変態――。
これまで私とすれ違う多くの人から、このようなありがたい称号をいただいてきました。善良な一市民として法を守って生きている私ですが、野球選手の道具のこととなると真人間ではいられなくなってしまうのです。
とくにグラブへの執着はおぞましいものがあるようで、いろんな人を引かせてきました。大学時代に某大手スポーツメーカーの入社試験を受け、「目隠しでもグラブ革の種類を当てられます」という特技を披露した時もそうでした(その後、なぜかその会社との縁は結ばれませんでした)。
今は会社員生活の傍ら、SNSでグラブ情報や私見を発信しています。本職のグラブメーカーの方から「意見交換をしたい」とコンタクトをいただく光栄な出来事も多く、幸せなグラブ・ライフを送っています。
なぜ私がグラブに魅せられるのか。それは革の質感が好きだからでも、匂いが好きだからでも、なまめかしい形状が好きだからでもありません。グラブを見れば、持ち主の人間性がすべてわかるからです。『グラブは人なり』なのです。
「やべぇヤツのコラムをクリックしちゃったな」とお思いの方は、もう少し我慢してください。たとえば坂本勇人選手のグラブをご存知でしょうか。
グラブに自分を合わせるのか、自分にグラブを合わせるのか
坂本選手は試合専用のグラブを6~7年も使い続けています。名手・井端弘和さんのグラブが元になっており、多くの内野手にとって捕りやすい万人受けする形状です。
1年単位でグラブを替える選手が多いなか、坂本選手の物持ちのよさは異彩を放っています。しかも、打球を処理する機会が多く、消耗の激しいショートというポジションにもかかわらずです。時には冷蔵庫に入れ、グラブ表面の強度を保って使い続けているそうです。
この事実は、坂本選手の正確な捕球技術を物語っています。捕球する場所が散らばれば、グラブの消耗も早くなります。坂本選手のグラブが長持ちするということは、それだけ正確なポイントで捕球できている証拠です。
そして、坂本選手がこれだけ長く使い続けるということは、今のグラブとの相性が抜群にいいということ。一口にグラブといっても、さまざまな種類があります。自分の手の形やプレースタイルに合ったグラブを選択できなければ、安定したパフォーマンスは望めません。
あるセ・リーグの野手など、毎年コロコロとグラブを変えることがプレーの不安定さにつながっているように思えてなりません。自分に合ったグラブを見つけたい強い意志はあるものの、周囲からのアドバイスに翻弄されて迷走しているのではないでしょうか。
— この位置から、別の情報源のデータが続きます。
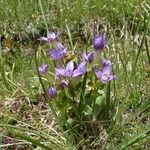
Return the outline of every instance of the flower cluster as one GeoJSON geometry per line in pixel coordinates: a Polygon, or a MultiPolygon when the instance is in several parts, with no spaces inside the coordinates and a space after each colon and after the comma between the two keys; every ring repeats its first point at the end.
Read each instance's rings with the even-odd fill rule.
{"type": "MultiPolygon", "coordinates": [[[[103,35],[94,38],[94,50],[92,52],[80,53],[80,60],[78,61],[77,59],[76,61],[65,60],[68,49],[58,42],[58,37],[54,32],[48,33],[47,37],[41,37],[40,40],[52,44],[52,48],[48,51],[48,56],[55,62],[55,81],[57,81],[62,88],[69,88],[70,79],[79,81],[86,73],[87,67],[91,67],[89,70],[92,71],[103,84],[116,79],[116,76],[112,74],[110,60],[104,59],[101,63],[95,65],[95,55],[100,55],[100,53],[97,52],[101,52],[105,48],[106,40],[103,35]]],[[[40,74],[46,74],[48,72],[48,65],[42,64],[38,70],[40,74]]],[[[48,89],[48,96],[55,98],[57,95],[57,90],[54,85],[52,85],[48,89]]]]}

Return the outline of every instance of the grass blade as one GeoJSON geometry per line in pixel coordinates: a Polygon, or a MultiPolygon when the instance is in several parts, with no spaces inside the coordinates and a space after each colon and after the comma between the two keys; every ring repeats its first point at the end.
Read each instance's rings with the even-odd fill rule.
{"type": "Polygon", "coordinates": [[[41,148],[43,148],[45,150],[52,150],[52,148],[50,148],[50,147],[48,147],[48,146],[46,146],[46,145],[44,145],[44,144],[42,144],[42,143],[32,139],[30,137],[27,137],[27,136],[25,136],[25,135],[23,135],[21,133],[16,133],[15,135],[16,135],[16,137],[20,138],[21,140],[28,141],[28,142],[32,143],[33,145],[39,146],[39,147],[41,147],[41,148]]]}

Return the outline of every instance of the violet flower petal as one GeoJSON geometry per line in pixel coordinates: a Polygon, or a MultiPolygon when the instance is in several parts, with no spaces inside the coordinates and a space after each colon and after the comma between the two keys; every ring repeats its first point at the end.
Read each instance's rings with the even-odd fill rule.
{"type": "Polygon", "coordinates": [[[57,91],[56,91],[56,89],[55,89],[53,86],[51,86],[51,87],[48,89],[47,95],[48,95],[48,97],[50,97],[50,98],[56,98],[56,97],[57,97],[57,91]]]}
{"type": "Polygon", "coordinates": [[[48,65],[42,64],[41,66],[39,66],[38,70],[41,74],[45,74],[48,72],[48,65]]]}
{"type": "Polygon", "coordinates": [[[93,40],[93,47],[95,50],[102,50],[105,46],[105,38],[104,36],[100,35],[94,38],[93,40]]]}

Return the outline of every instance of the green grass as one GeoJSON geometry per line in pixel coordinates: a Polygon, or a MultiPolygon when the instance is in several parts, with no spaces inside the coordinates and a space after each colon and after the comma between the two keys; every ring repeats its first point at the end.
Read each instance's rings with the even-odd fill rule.
{"type": "Polygon", "coordinates": [[[150,3],[146,0],[45,0],[42,6],[49,29],[60,31],[63,43],[69,44],[70,50],[92,49],[93,35],[106,35],[107,47],[102,55],[111,59],[117,76],[111,83],[113,121],[107,128],[105,123],[98,122],[99,134],[94,140],[87,135],[74,148],[74,143],[66,141],[41,94],[36,74],[34,50],[44,56],[42,51],[47,48],[36,41],[40,34],[46,33],[40,5],[33,0],[1,0],[0,33],[12,39],[13,45],[10,50],[4,40],[1,43],[0,147],[10,144],[3,141],[4,136],[10,136],[28,141],[29,149],[35,149],[35,145],[42,149],[47,145],[49,149],[68,150],[75,147],[148,149],[150,3]],[[138,36],[139,42],[135,40],[138,36]]]}

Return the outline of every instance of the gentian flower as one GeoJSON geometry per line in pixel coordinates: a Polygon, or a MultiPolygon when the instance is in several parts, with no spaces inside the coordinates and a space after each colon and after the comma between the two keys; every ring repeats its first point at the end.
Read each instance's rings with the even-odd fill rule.
{"type": "Polygon", "coordinates": [[[75,69],[73,61],[70,61],[66,68],[55,68],[56,72],[56,78],[59,77],[79,77],[82,76],[86,72],[86,61],[82,62],[78,65],[78,67],[75,69]]]}
{"type": "Polygon", "coordinates": [[[109,60],[104,60],[102,62],[103,69],[95,69],[95,74],[99,80],[101,80],[104,84],[108,81],[116,79],[115,75],[111,74],[111,63],[109,60]]]}
{"type": "Polygon", "coordinates": [[[56,34],[54,32],[47,33],[47,37],[41,37],[39,40],[46,41],[46,42],[53,42],[57,38],[56,34]]]}
{"type": "Polygon", "coordinates": [[[39,70],[40,74],[45,74],[48,72],[48,65],[42,64],[41,66],[39,66],[38,70],[39,70]]]}
{"type": "Polygon", "coordinates": [[[53,86],[51,86],[51,87],[48,89],[47,95],[48,95],[48,97],[50,97],[50,98],[56,98],[56,97],[57,97],[57,91],[56,91],[56,89],[55,89],[53,86]]]}
{"type": "Polygon", "coordinates": [[[88,61],[91,63],[94,59],[94,55],[92,52],[82,53],[81,54],[83,61],[88,61]]]}
{"type": "Polygon", "coordinates": [[[64,57],[67,52],[67,48],[65,48],[61,43],[57,43],[55,48],[52,48],[48,55],[52,57],[54,60],[60,60],[64,57]]]}
{"type": "Polygon", "coordinates": [[[105,47],[105,38],[103,35],[97,36],[93,40],[93,47],[96,51],[102,50],[105,47]]]}
{"type": "Polygon", "coordinates": [[[61,87],[62,87],[63,89],[67,88],[67,87],[68,87],[68,82],[67,82],[66,80],[62,80],[62,81],[61,81],[61,87]]]}

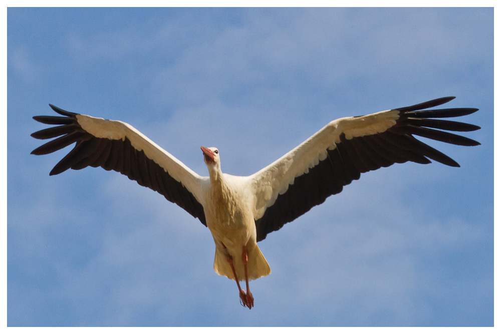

グラブを長持ちさせるメンテナンスと、グラブを育てる感覚。この2つの条件が揃わない限り、自分に合ったグラブを見つけることは困難です。グラブに自分を合わせるのか、自分にグラブを合わせるのか。そのマッチングは野球人生を左右します。
つまり、プロ野球選手にとってグラブ選びとは、生涯を捧げる伴侶を探すのと同じくらい大切なことです。坂本選手は「これだ!」と思えるパートナーと出会い、厳しい競争社会を伴走しています。坂本選手にチャラついたイメージを抱くファンもいるかもしれませんが、私は坂本選手に「一途さ」を感じずにはいられません。
多くのプロ野球選手はメーカーとアドバイザリー契約を結び、用具提供を受けています。そのため、グラブへのこだわりがなく、メーカーに言われるがまま消費している選手も珍しくありません。でも、そんな「政略結婚」みたいな関係では、グラブとの濃密な関係や確かな技術が生まれるはずがありません。